Working in partnership with other departments and faculty across campus in social work, law, philosophy, education, the Department of Medical History and Ethics is involved in an array of ethical issues. The department provides clinical ethics education to medical students and residents, and research ethics education to graduate students.
“We’re concerned about the application of medical research and technology to underserved populations,” Burke said. “How do economic, racial, and gender disparities affect research and care?
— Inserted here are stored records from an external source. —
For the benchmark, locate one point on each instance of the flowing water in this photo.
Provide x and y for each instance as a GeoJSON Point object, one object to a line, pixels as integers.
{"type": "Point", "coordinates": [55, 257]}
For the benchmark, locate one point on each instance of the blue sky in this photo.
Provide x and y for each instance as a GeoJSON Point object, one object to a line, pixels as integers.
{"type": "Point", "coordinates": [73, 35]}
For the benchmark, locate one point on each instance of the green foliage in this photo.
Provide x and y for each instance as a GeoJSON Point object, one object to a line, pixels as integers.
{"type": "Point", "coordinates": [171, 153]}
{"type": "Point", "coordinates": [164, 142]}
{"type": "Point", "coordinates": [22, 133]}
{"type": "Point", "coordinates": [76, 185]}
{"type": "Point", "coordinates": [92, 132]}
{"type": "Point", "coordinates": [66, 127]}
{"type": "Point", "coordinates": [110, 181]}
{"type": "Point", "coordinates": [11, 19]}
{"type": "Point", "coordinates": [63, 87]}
“We’re studying what researchers think about ethics and the dilemmas they encounter. How do they address issues of informed consent, communication of difficult issues, end-of-life issues, human subjects, research data, authorship, dual-use issues? For example, in research on pathogens, how do you implement an ethical model for good science that could be used for bad purposes?
“We don’t know a lot about how scientists are dealing with these issues. Our job is to think through these issues analytically and to gather data about how scientists and health care practitioners are dealing with these issues,” Burke said.
The bioethics movement that began with Jonsen in the 1960s is today an integral part of research and medicine at the UW.
“With rapidly emerging technology, research and medicine, we must ask ourselves what is the ethically appropriate way to conduct clinical research and to provide equitable and just clinical care, Burke said. “ With every new development there is an ethical quandary that good science and medicine requires that we address.”